Keberhasilan adaptasi ini bertumpu pada arahan modis sutradara Hong Jong Chan dan penulisan naskah yang solid oleh Lee Nam Gyu, namun daya tarik utamanya berada pada kedalaman interpretasi karakternya:

  • Kim Moo Yeol (sebagai Na Hwa Jin): Mantan pasukan khusus elit 707 yang bertransformasi menjadi pengawas ERPB. Di layar lebar, ia tampil memukau sebagai "senjata manusia" yang tak terkalahkan dalam pertarungan jarak dekat, namun memiliki empati yang sangat dalam terhadap para korban.
  • Lee Sung Min (sebagai Choi Kang Seok): Diubah dari versi webtoon-nya (anggota parlemen senior) menjadi Menteri Pendidikan. Perubahan ini membuat cerita terasa lebih realistis, di mana ia bertindak sebagai perisai politik di balik layar yang melindungi metode tidak konvensional Na Hwa Jin dari tekanan luar.
  • Jin Ki Joo (sebagai Im Han Rim): Mengalami reinterprestasi paling kontras. Berbeda dengan versi webtoon yang cenderung tenang, versi drama menampilkan Han Rim sebagai sosok eksentrik, impulsif, dan berbicara dengan nada militer yang kaku namun memiliki ketulusan yang tidak perlu diragukan.
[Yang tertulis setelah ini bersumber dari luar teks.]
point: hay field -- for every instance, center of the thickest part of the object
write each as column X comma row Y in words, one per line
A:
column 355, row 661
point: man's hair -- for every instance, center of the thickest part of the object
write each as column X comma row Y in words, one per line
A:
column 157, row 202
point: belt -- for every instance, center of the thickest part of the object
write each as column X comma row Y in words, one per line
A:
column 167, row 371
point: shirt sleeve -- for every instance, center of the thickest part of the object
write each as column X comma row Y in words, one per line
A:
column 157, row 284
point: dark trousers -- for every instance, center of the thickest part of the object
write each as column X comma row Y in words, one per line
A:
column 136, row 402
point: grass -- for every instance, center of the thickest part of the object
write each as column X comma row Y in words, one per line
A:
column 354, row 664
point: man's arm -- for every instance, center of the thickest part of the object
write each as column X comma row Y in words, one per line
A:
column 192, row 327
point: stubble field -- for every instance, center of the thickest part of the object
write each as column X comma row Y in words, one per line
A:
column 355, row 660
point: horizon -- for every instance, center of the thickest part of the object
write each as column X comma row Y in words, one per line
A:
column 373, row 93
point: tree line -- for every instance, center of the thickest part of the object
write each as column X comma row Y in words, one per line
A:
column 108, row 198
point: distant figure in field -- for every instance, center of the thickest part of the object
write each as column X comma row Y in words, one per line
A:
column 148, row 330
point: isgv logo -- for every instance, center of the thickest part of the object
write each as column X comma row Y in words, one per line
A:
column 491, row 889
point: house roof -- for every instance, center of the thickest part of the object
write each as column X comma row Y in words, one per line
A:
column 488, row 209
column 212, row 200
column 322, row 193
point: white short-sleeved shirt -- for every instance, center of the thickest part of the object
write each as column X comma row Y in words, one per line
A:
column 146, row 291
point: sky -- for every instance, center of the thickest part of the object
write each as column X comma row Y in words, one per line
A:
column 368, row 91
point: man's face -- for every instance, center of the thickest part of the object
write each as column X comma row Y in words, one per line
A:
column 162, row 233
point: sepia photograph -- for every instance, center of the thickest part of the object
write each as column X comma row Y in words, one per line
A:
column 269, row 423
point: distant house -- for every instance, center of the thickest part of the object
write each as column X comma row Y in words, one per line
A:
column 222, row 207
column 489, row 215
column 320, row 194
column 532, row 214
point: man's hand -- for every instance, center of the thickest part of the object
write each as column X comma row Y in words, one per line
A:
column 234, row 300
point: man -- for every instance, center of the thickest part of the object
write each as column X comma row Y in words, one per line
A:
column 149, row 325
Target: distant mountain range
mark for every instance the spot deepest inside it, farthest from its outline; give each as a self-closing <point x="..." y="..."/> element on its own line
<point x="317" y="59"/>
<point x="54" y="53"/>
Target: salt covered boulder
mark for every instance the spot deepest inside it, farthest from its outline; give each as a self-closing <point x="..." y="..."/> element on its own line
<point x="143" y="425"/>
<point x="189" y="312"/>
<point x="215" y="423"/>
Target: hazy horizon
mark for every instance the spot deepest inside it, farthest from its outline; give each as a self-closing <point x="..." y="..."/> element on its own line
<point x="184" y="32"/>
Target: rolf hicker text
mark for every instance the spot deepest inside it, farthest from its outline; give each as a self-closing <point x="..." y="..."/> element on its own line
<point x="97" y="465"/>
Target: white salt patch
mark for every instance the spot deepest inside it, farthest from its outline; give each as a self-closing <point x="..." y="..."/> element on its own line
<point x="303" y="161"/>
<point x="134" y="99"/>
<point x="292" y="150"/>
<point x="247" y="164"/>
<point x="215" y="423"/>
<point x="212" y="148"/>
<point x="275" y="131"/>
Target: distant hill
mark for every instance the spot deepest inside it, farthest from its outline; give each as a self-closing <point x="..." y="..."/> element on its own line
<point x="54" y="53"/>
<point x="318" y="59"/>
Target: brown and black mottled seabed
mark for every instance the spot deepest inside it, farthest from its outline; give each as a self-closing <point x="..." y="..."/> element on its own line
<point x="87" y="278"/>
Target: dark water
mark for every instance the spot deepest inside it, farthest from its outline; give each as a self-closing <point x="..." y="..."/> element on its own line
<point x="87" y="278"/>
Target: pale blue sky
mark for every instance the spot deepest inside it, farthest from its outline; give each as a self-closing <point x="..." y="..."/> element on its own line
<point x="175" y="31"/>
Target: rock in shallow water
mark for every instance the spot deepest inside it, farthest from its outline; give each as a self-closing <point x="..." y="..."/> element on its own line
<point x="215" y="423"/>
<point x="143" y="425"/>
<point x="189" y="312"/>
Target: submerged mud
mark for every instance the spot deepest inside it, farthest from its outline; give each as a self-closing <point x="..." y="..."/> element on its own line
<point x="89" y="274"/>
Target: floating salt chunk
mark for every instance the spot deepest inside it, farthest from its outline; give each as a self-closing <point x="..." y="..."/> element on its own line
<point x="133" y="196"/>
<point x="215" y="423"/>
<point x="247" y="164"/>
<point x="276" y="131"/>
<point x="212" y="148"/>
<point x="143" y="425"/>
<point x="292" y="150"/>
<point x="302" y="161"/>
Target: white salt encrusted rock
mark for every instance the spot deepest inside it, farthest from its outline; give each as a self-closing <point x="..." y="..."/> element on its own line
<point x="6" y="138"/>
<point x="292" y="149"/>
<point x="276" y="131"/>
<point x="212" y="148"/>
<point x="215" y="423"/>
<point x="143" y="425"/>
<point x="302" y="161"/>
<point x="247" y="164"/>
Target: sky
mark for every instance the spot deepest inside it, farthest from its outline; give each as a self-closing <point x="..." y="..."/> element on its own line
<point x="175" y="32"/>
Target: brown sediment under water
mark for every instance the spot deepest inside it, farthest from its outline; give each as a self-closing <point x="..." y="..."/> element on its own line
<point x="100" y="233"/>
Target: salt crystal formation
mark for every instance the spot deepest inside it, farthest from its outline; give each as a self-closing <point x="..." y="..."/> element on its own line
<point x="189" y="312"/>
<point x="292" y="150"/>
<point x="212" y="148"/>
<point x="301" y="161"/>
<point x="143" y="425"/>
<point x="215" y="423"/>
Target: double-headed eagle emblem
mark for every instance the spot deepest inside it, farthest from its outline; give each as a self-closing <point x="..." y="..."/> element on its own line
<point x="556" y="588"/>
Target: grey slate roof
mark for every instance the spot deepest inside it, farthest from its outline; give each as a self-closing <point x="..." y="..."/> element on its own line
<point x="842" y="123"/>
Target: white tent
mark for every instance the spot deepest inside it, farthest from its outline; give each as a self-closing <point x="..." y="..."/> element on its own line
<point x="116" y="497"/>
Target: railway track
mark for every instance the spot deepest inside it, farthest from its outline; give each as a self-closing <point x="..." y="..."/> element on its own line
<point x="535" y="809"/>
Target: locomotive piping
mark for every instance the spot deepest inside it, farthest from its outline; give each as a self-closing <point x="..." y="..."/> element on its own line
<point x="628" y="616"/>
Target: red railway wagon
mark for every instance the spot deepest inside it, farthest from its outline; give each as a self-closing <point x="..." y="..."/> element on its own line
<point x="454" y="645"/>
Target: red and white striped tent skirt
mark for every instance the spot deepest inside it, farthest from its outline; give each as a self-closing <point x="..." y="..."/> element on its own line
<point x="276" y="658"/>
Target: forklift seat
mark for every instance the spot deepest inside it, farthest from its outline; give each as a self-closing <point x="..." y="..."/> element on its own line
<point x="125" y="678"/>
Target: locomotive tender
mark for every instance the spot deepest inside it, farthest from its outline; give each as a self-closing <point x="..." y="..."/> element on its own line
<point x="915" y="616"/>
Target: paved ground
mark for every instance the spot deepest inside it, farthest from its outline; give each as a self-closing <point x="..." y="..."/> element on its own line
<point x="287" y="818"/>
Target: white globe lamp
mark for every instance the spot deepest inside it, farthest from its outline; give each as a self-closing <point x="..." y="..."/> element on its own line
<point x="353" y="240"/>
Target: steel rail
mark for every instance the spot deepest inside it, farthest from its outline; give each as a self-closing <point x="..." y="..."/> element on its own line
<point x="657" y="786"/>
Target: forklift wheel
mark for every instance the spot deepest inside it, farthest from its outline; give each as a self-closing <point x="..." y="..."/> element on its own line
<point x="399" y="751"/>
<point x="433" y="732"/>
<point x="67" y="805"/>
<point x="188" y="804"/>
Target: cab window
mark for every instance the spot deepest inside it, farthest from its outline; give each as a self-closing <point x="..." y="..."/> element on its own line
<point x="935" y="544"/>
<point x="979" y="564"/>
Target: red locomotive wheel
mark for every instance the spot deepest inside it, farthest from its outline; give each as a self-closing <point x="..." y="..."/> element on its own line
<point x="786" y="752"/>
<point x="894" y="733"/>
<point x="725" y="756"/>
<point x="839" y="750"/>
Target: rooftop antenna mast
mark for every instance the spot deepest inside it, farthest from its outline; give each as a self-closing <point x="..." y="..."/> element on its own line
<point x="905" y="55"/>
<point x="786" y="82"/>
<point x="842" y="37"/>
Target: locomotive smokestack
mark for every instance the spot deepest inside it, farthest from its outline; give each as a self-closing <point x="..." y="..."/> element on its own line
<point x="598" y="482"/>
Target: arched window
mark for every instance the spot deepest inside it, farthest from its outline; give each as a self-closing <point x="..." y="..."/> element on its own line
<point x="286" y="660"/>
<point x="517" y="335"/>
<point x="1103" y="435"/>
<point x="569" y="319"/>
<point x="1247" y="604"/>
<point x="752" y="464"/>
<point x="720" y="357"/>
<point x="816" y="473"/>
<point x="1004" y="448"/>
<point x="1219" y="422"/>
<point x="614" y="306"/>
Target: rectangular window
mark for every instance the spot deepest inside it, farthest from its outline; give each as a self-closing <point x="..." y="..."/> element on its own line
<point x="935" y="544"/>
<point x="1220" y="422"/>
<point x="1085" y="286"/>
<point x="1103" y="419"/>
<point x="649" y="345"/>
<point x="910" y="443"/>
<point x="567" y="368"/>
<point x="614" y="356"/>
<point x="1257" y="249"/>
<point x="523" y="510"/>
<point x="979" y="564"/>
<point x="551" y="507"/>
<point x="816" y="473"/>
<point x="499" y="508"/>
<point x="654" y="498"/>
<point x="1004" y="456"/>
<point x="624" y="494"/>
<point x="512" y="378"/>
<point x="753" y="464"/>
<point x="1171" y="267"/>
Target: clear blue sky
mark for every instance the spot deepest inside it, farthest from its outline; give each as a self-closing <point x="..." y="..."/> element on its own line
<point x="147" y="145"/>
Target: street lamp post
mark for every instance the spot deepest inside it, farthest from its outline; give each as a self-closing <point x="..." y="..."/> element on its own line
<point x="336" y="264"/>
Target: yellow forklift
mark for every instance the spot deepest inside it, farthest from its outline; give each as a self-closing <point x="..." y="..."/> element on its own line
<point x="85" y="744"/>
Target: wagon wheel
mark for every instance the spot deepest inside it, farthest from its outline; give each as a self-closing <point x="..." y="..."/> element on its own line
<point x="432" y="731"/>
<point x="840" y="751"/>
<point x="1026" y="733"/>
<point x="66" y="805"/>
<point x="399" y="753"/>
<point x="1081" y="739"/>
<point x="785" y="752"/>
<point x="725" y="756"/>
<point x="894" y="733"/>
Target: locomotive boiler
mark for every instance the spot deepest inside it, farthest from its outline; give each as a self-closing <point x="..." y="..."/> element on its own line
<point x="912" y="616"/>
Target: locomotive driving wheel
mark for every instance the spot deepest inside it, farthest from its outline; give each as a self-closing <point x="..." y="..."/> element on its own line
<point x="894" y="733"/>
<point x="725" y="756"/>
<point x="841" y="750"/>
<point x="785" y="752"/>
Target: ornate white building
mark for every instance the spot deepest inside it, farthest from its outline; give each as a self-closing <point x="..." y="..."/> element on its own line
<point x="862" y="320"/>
Efek Domino Hiburan: Menggerakkan Parlemen Dunia Nyata

Dampak dari 'Teach You a Lesson' kini telah meluas melampaui batas layar kaca. Karena mengangkat isu sensitif seperti erosi hak-hak guru dan kejahatan remaja, serial ini memicu diskusi serius di Majelis Nasional (Parlemen) Korea Selatan.

Sebuah forum kebijakan resmi bertajuk “Mengapa dan Bagaimana Cara Membentuk Kantor Perlindungan Aktivitas Pendidikan Gyeonggi” dijadwalkan akan segera digelar di Gedung Kantor Anggota Majelis Nasional. Forum ini menjadi langkah institusional pertama yang dipicu langsung oleh kesuksesan global sebuah K-Drama, menghadirkan praktisi pendidikan seperti guru Kim Se Joon dari SMP Gugal untuk merumuskan perlindungan hukum riil bagi tenaga pendidik di sekolah.

Di sisi lain, popularitas global ini juga membangkitkan kembali karya lama sutradara Hong Jong Chan. Serial orisinal Netflix tahun 2022 miliknya, 'Juvenile Justice', secara mengejutkan kembali mengalami lonjakan penayangan sebesar 1,2 juta jam dan merangkak naik ke peringkat No. 10 di daftar global, menegaskan reputasi sang sutradara sebagai spesialis drama bertema kritik sosial yang bertangan dingin.